Originally Posted by Resike
The weird part is this function strips properly too, however it brokes the string.len:
Lua Code:
print(string.gsub("PLAYERNAME-Aggra(Português)", "%-[%a+é'()]+", ""), string.len(string.gsub("PLAYERNAME-Aggra(Português)", "%-[%a+é'()]+", "")))
Returns: "PLAYERNAME"
And i only used the "é" pattern here to properly handle some French server names like: "Chants éternels".
|
This isn't actually stripping properly, it's just broken in such a way that it looks like it's working.
é and
ê are both two-byte characters that share their first byte. When you use
é in the pattern, you're actually using
\195\169. Since Lua's string functions operate on bytes rather than UTF-8 characters, the first byte (195) matches the first byte of
ê (
\195\170) and leaves behind the second byte (170), which is invalid by itself. When WoW's print function encounters this invalid byte, it simply ignores anything after it.

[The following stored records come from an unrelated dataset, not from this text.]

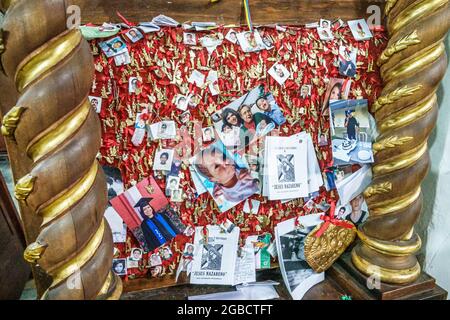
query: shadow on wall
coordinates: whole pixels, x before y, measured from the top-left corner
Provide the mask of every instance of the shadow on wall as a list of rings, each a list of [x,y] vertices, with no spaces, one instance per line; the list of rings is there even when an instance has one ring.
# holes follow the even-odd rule
[[[447,35],[445,47],[447,53],[449,53],[450,34]],[[422,183],[422,191],[424,195],[423,212],[420,220],[416,224],[416,230],[422,238],[423,242],[422,249],[418,255],[418,259],[424,269],[427,268],[426,264],[429,262],[430,258],[432,258],[439,250],[438,243],[430,243],[429,245],[431,245],[431,248],[433,248],[433,252],[425,251],[428,241],[430,240],[428,232],[430,223],[432,223],[433,221],[433,214],[439,214],[439,208],[437,208],[436,204],[439,202],[439,199],[446,196],[445,194],[437,194],[437,190],[438,183],[445,183],[445,181],[439,181],[440,178],[442,179],[444,177],[442,171],[446,170],[445,168],[441,167],[441,162],[444,157],[449,157],[446,152],[450,152],[449,146],[446,145],[448,144],[448,142],[450,142],[450,127],[448,124],[448,119],[450,118],[450,109],[448,108],[450,100],[450,75],[448,71],[439,86],[437,97],[439,103],[439,117],[436,128],[432,132],[428,140],[432,164],[428,176]],[[450,181],[447,181],[447,183],[450,183]],[[442,188],[440,188],[439,190],[442,190]],[[450,226],[440,226],[434,232],[444,232],[444,230],[448,230],[449,228]],[[441,286],[442,285],[445,287],[449,284],[441,284]]]

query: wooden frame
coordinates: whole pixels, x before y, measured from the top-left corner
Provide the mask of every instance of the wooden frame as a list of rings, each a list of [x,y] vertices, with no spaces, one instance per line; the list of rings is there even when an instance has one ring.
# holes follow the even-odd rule
[[[184,1],[184,6],[205,9],[203,20],[215,16],[222,23],[243,22],[239,1],[205,2]],[[0,42],[6,75],[0,78],[2,133],[9,137],[16,197],[29,243],[25,257],[39,262],[34,276],[40,295],[48,299],[117,298],[122,290],[120,279],[110,271],[112,240],[102,218],[106,188],[95,160],[98,121],[86,107],[93,73],[90,50],[79,32],[65,30],[67,6],[88,10],[89,3],[106,8],[98,1],[2,1],[4,9],[9,7]],[[104,16],[92,12],[106,20],[121,3],[109,1],[111,9]],[[139,2],[126,3],[136,7]],[[305,8],[295,3],[297,9]],[[256,14],[255,23],[305,22],[296,18],[297,10],[277,21],[277,13],[287,11],[274,9],[276,1],[252,5],[266,6],[272,14]],[[322,10],[311,10],[309,21],[330,3],[319,5]],[[160,12],[170,15],[167,9]],[[413,227],[422,207],[420,183],[430,161],[427,139],[436,123],[435,92],[447,66],[442,41],[450,27],[450,7],[448,0],[387,0],[385,14],[390,40],[379,60],[385,87],[371,110],[380,135],[374,143],[374,181],[365,191],[371,216],[358,230],[361,242],[352,251],[352,261],[367,276],[406,284],[420,275],[414,254],[421,241]],[[36,18],[24,21],[24,16]],[[175,11],[174,18],[181,16]],[[75,85],[65,86],[68,75]],[[70,159],[77,159],[76,166]],[[78,290],[70,290],[72,282],[66,281],[74,275],[81,283]]]

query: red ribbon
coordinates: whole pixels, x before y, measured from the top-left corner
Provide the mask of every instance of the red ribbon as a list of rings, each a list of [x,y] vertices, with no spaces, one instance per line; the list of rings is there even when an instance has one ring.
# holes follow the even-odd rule
[[[336,209],[336,202],[333,201],[330,206],[329,215],[324,214],[320,217],[320,220],[323,220],[325,222],[322,224],[320,229],[314,235],[316,238],[319,238],[328,229],[328,226],[330,225],[330,223],[334,224],[335,226],[339,226],[339,227],[343,227],[343,228],[347,228],[347,229],[352,229],[354,227],[353,224],[351,224],[347,221],[336,219],[334,217],[335,209]]]
[[[129,27],[134,27],[136,24],[128,21],[119,11],[116,11],[117,16]]]

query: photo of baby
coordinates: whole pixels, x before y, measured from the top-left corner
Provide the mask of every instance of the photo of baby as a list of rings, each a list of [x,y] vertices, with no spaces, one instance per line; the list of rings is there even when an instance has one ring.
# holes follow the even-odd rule
[[[369,40],[373,37],[372,32],[370,32],[369,26],[364,19],[351,20],[348,21],[348,26],[352,32],[353,37],[357,41]]]
[[[139,40],[143,39],[144,36],[142,35],[142,33],[136,29],[136,28],[132,28],[130,29],[127,33],[125,33],[125,35],[127,36],[128,39],[130,39],[131,42],[136,43]]]
[[[211,142],[216,139],[214,135],[214,127],[203,128],[202,132],[203,132],[203,142]]]
[[[223,144],[238,150],[286,122],[275,98],[262,85],[213,114],[212,119]]]
[[[325,92],[322,110],[327,109],[330,102],[347,100],[352,83],[352,79],[331,78],[327,86],[327,91]]]
[[[188,100],[187,100],[187,98],[185,96],[180,94],[175,99],[175,105],[181,111],[186,111],[186,109],[188,107]]]
[[[339,46],[339,73],[353,78],[356,75],[356,48]]]
[[[334,39],[333,33],[331,32],[330,28],[318,27],[317,33],[319,34],[320,40],[330,41]]]
[[[170,201],[171,202],[183,202],[183,190],[182,189],[172,190],[171,195],[170,195]]]
[[[265,48],[258,31],[246,31],[237,34],[237,40],[244,52],[255,52]]]
[[[259,191],[245,161],[231,155],[220,141],[200,151],[191,163],[221,212]]]
[[[118,276],[127,275],[127,259],[113,259],[112,270]]]
[[[131,255],[129,257],[132,261],[139,261],[142,259],[142,249],[131,248]]]
[[[282,64],[276,63],[269,69],[269,74],[282,86],[289,78],[291,73]]]
[[[130,77],[128,80],[128,93],[136,93],[138,87],[138,78]]]
[[[230,31],[228,31],[227,35],[225,36],[225,39],[234,44],[238,43],[237,32],[234,31],[233,29],[230,29]]]
[[[311,96],[311,89],[312,89],[312,86],[310,84],[302,85],[302,87],[300,89],[300,97],[302,99],[306,99],[306,98],[310,97]]]

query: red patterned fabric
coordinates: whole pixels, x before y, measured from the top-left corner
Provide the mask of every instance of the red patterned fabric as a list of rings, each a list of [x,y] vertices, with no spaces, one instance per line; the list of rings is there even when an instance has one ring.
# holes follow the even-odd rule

This snippet escapes any bytes > 127 (the end of the ASCII-compatible section of UTF-8):
lua Code:
local stripped = string.gsub("PLAYERNAME-Aggra(Português)", "%-[%a+é'()]+", "")
local escaped = stripped:gsub(".", function(c) local b=c:byte()if b > 127 then return "\\" .. b end end)
print(escaped, #stripped) -- Output: PLAYERNAME\170s) 13